If you need a strong primary source, I would recommend the source referenced below: "Understanding Analysis" by Stephen Abbott. I consider it a more manageable book to start with.

THIS TEXT IS INTENDED TO BE READ IN "DARK MODE". Reading it in light mode shouldn't necessarily cause any problems, but the colored version may be more difficult to read, rather than less.

This textbook is my personal effort to make Real Analysis a more accessible course. It aims to take a pedagogy-first approach to mathematics: it concerns itself less with the most proper way of depicting mathematics, and instead leans into the intuitions and informal language that students are much more comfortable with.

The material is based on "Understanding Analysis" by Stephen Abbott, which, to the best of my knowledge, largely contains the same information as the traditional Real Analysis textbook, "Principle of Mathematical Analysis", by Walter Rudin. I chose this textbook as a basis because of its greater focus on accessibility: a feature I want to lean into with my own work.

As beautifully and concisely as Rudin's book is written, it is often too dense or borderline obtuse for a student fresh to Analysis, and especially one who does not possess prior 'mathematical maturity'.

Given that this course is often used to foster mathematical maturity at the same time, this seems like a student-unfriendly choice, and anecdotally, it is: many students give up on math at this point in their journey, despite having strong logical skills. They are often discouraged by jargon, heavily abstract ways of thinking, and material that is designed from the perspective of an experienced professor, not a fledgling math student.

Abbott's text, despite its strengths, is not consciously focused so much on this accessibility, either: its introduction suggests that it's more focused on the question of which topics that should be introduced to the student early, and things like that.

So, this textbook will face square the problem of introducing real analysis, in a way that feels more natural and concrete to new students.

Often in this text, traditionally concise proofs are "unpacked": at each step, we want to answer the question, "how could I have come up with that step on my own?" We suggest lines of inspiration, or the sort of problem-solving someone might use to develop their proof.

Students often come away from math feeling as if the words before them came from some genius they could never touch, and not just a mathematician using what they know in a clever way. This text hopes to pull back the curtain, and help a student figure out how they might write their next proof, and what sort of pitfalls might exist as they work. This way, they can see the inner workings of a proof, and not just the finished product.

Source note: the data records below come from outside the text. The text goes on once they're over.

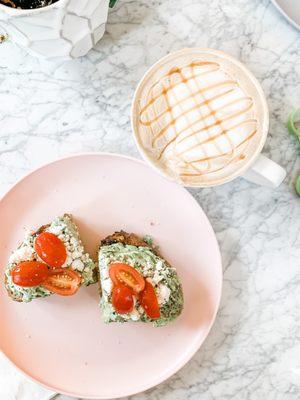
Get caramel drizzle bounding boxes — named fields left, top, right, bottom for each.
left=140, top=62, right=219, bottom=117
left=140, top=62, right=257, bottom=176
left=151, top=81, right=235, bottom=146
left=180, top=129, right=257, bottom=176
left=158, top=104, right=256, bottom=160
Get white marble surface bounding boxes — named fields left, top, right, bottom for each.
left=0, top=0, right=300, bottom=400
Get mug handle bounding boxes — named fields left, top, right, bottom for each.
left=242, top=154, right=286, bottom=189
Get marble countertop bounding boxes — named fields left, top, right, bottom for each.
left=0, top=0, right=300, bottom=400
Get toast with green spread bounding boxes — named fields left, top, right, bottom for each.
left=4, top=214, right=98, bottom=302
left=98, top=231, right=183, bottom=327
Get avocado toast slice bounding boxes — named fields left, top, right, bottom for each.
left=4, top=214, right=98, bottom=302
left=98, top=231, right=183, bottom=327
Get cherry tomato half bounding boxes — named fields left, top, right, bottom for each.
left=112, top=285, right=134, bottom=314
left=34, top=232, right=67, bottom=268
left=42, top=268, right=81, bottom=296
left=109, top=263, right=145, bottom=293
left=11, top=261, right=49, bottom=287
left=139, top=281, right=160, bottom=319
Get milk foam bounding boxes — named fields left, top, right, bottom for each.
left=134, top=49, right=268, bottom=186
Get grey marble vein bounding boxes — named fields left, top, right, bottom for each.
left=0, top=0, right=300, bottom=400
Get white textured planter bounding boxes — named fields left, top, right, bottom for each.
left=0, top=0, right=109, bottom=59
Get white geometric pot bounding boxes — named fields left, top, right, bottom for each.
left=0, top=0, right=109, bottom=59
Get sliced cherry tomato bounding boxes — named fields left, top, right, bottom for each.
left=112, top=285, right=134, bottom=314
left=109, top=263, right=145, bottom=293
left=34, top=232, right=67, bottom=268
left=42, top=268, right=81, bottom=296
left=11, top=261, right=49, bottom=287
left=139, top=281, right=160, bottom=319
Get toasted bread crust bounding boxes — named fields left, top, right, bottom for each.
left=101, top=231, right=153, bottom=250
left=4, top=214, right=72, bottom=303
left=99, top=231, right=162, bottom=262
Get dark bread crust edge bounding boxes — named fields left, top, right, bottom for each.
left=100, top=230, right=159, bottom=255
left=4, top=214, right=73, bottom=303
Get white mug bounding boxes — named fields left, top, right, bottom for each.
left=131, top=48, right=286, bottom=188
left=0, top=0, right=109, bottom=59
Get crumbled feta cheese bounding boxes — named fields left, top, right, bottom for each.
left=146, top=277, right=155, bottom=286
left=155, top=260, right=163, bottom=271
left=72, top=250, right=82, bottom=260
left=129, top=307, right=140, bottom=321
left=9, top=246, right=34, bottom=264
left=70, top=237, right=77, bottom=246
left=47, top=225, right=64, bottom=235
left=152, top=270, right=164, bottom=285
left=72, top=259, right=84, bottom=271
left=102, top=278, right=112, bottom=294
left=157, top=284, right=171, bottom=305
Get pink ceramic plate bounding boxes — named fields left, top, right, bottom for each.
left=0, top=154, right=222, bottom=399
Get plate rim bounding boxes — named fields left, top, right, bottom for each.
left=0, top=152, right=223, bottom=400
left=272, top=0, right=300, bottom=30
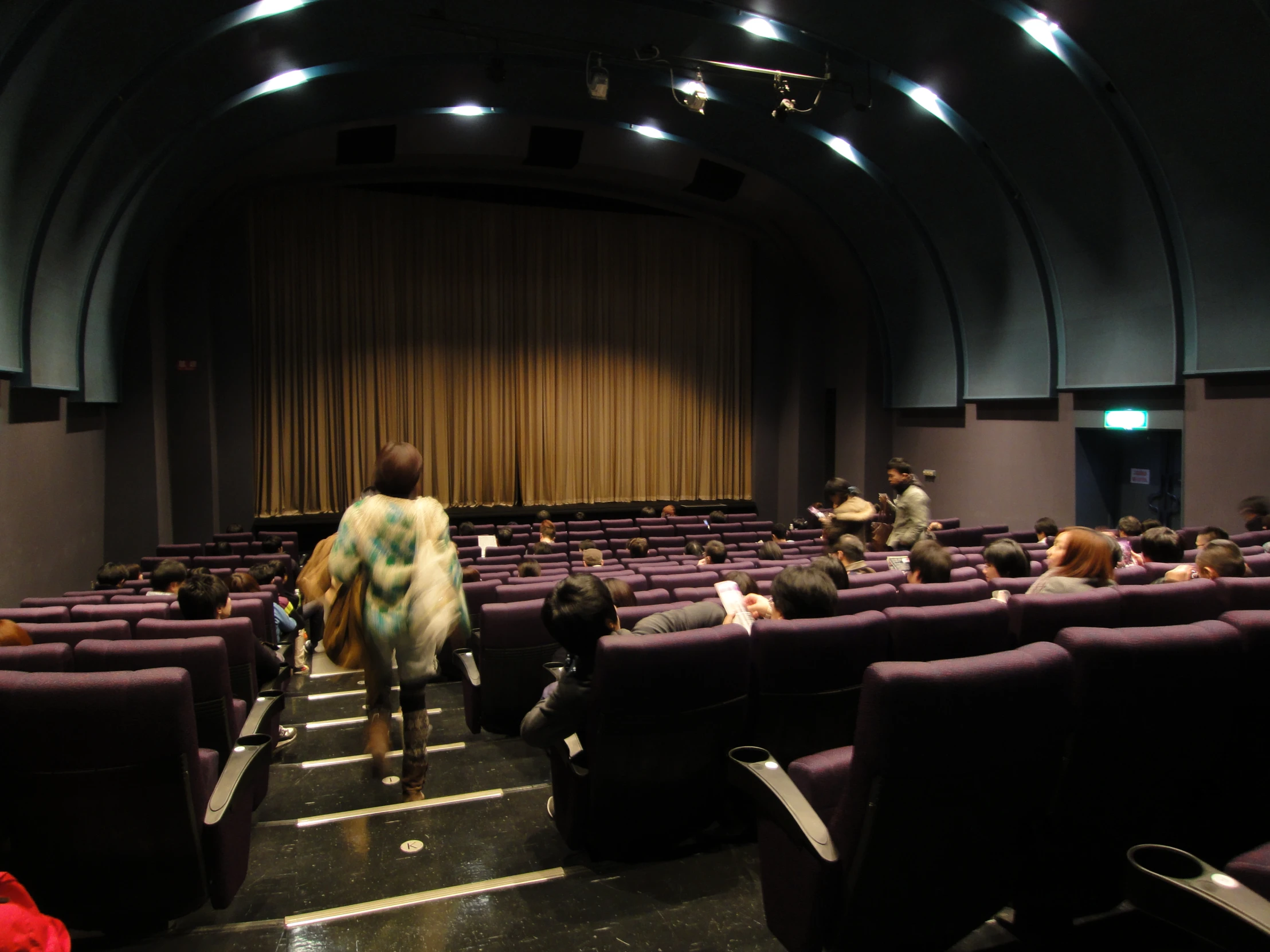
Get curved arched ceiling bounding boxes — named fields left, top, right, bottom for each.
left=0, top=0, right=1270, bottom=406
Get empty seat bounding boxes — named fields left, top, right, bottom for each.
left=899, top=579, right=992, bottom=605
left=751, top=612, right=889, bottom=765
left=734, top=645, right=1072, bottom=950
left=0, top=668, right=268, bottom=929
left=548, top=624, right=749, bottom=860
left=885, top=598, right=1010, bottom=662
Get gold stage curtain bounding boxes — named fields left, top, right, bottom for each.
left=250, top=187, right=751, bottom=516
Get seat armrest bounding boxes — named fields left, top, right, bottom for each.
left=203, top=734, right=269, bottom=828
left=239, top=689, right=286, bottom=737
left=1125, top=844, right=1270, bottom=951
left=728, top=746, right=838, bottom=863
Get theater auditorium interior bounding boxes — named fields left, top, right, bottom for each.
left=0, top=0, right=1270, bottom=952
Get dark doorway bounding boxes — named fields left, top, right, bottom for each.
left=1076, top=429, right=1182, bottom=528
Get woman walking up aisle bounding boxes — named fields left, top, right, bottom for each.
left=329, top=443, right=471, bottom=801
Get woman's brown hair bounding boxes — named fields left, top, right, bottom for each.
left=1054, top=525, right=1115, bottom=581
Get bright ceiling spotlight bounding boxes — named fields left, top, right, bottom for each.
left=740, top=17, right=780, bottom=40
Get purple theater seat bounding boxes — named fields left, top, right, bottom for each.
left=457, top=599, right=564, bottom=734
left=838, top=585, right=899, bottom=615
left=0, top=668, right=269, bottom=930
left=1051, top=621, right=1249, bottom=915
left=0, top=641, right=75, bottom=671
left=885, top=598, right=1010, bottom=662
left=899, top=579, right=992, bottom=607
left=22, top=595, right=105, bottom=608
left=548, top=624, right=749, bottom=859
left=1120, top=579, right=1222, bottom=627
left=0, top=605, right=70, bottom=624
left=1006, top=587, right=1120, bottom=645
left=23, top=619, right=132, bottom=647
left=733, top=645, right=1072, bottom=952
left=751, top=612, right=889, bottom=765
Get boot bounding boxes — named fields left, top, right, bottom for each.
left=366, top=711, right=389, bottom=777
left=401, top=707, right=430, bottom=802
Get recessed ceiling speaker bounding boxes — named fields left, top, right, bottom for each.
left=335, top=125, right=396, bottom=165
left=683, top=159, right=746, bottom=202
left=524, top=125, right=583, bottom=169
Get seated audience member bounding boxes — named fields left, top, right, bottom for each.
left=521, top=574, right=724, bottom=748
left=1195, top=525, right=1230, bottom=548
left=824, top=525, right=872, bottom=575
left=93, top=562, right=128, bottom=592
left=1156, top=538, right=1248, bottom=583
left=146, top=558, right=189, bottom=595
left=812, top=556, right=851, bottom=592
left=746, top=565, right=838, bottom=621
left=605, top=579, right=635, bottom=608
left=1028, top=525, right=1115, bottom=595
left=906, top=538, right=953, bottom=585
left=1033, top=516, right=1058, bottom=542
left=0, top=618, right=32, bottom=647
left=1240, top=496, right=1270, bottom=532
left=1134, top=525, right=1186, bottom=562
left=983, top=538, right=1031, bottom=581
left=697, top=540, right=728, bottom=565
left=723, top=569, right=758, bottom=595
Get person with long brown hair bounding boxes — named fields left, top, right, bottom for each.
left=1028, top=525, right=1115, bottom=595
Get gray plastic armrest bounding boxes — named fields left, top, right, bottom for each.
left=1125, top=843, right=1270, bottom=951
left=203, top=734, right=269, bottom=827
left=239, top=689, right=286, bottom=737
left=728, top=746, right=838, bottom=863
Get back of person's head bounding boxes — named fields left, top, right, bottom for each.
left=1195, top=525, right=1230, bottom=548
left=812, top=556, right=851, bottom=592
left=751, top=540, right=785, bottom=558
left=375, top=443, right=423, bottom=499
left=177, top=575, right=230, bottom=622
left=772, top=565, right=838, bottom=621
left=1142, top=525, right=1186, bottom=562
left=150, top=558, right=189, bottom=592
left=605, top=579, right=635, bottom=608
left=542, top=572, right=617, bottom=659
left=0, top=618, right=32, bottom=647
left=1195, top=538, right=1247, bottom=579
left=908, top=538, right=953, bottom=585
left=93, top=562, right=128, bottom=589
left=1052, top=525, right=1120, bottom=581
left=229, top=571, right=260, bottom=592
left=1115, top=516, right=1142, bottom=536
left=983, top=538, right=1031, bottom=579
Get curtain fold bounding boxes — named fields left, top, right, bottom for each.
left=250, top=187, right=751, bottom=516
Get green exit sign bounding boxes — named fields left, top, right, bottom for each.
left=1102, top=410, right=1147, bottom=430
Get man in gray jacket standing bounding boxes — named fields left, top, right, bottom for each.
left=877, top=456, right=931, bottom=548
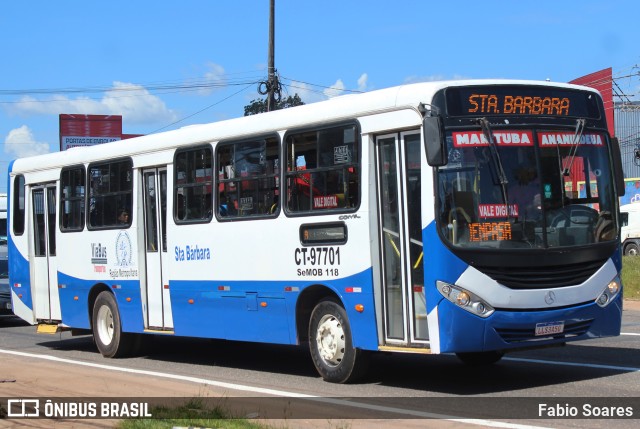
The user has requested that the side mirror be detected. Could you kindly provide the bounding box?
[422,116,447,167]
[611,137,625,197]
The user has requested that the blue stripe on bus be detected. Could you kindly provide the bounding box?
[7,239,33,310]
[53,268,378,350]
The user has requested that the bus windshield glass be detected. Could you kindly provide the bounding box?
[438,127,618,249]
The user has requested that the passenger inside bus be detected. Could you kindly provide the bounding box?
[118,207,129,225]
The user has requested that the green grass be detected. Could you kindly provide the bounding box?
[116,398,267,429]
[622,256,640,300]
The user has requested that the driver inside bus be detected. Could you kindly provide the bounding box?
[118,208,129,225]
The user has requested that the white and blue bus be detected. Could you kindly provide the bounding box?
[8,80,624,382]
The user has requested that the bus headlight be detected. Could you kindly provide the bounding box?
[596,277,622,307]
[436,280,495,317]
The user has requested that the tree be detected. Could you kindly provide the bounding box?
[244,93,304,116]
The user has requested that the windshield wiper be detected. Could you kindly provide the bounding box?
[477,118,511,219]
[558,118,586,177]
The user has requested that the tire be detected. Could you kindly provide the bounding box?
[92,291,135,358]
[456,350,504,366]
[309,300,369,383]
[624,243,639,256]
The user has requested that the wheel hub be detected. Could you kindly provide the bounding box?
[96,305,114,345]
[316,315,345,366]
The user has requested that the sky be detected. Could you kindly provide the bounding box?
[0,0,640,192]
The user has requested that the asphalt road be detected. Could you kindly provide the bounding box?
[0,303,640,429]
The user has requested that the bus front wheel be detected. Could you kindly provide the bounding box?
[93,292,133,358]
[309,299,368,383]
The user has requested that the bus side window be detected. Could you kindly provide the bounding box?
[88,159,133,228]
[173,146,213,223]
[60,166,85,232]
[11,175,25,235]
[215,137,280,219]
[285,124,360,213]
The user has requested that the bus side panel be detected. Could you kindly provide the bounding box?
[111,279,144,333]
[329,268,378,350]
[8,241,35,323]
[58,272,144,333]
[169,280,292,344]
[58,271,91,329]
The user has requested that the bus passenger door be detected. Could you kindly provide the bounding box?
[376,131,429,347]
[142,167,173,330]
[30,183,62,321]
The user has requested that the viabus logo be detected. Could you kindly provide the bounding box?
[544,290,556,305]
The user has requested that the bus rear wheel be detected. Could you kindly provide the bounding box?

Additionally, this text experiments with extensive coloring and highlighting of important or related words in a sentence: many different colors are used for different topics and ideas, in an informally and not fully consistent way. Coloring text like this is meant to make the textbook more easily legible, and to break up the walls of black and white. This is why dark mode is recommended. However, if these visual effects make you uncomfortable, or seem overwhelming, an uncolored version is provided.

This text is an ongoing project: at the time of writing this (11/28/2020), there is only 1 chapter of 8 written out. The author will continue to steadily advance through the text, hopefully over the next several months. Suggestions, corrections, or comments are welcome. Thank you for taking the time to read, and look into this little experiment.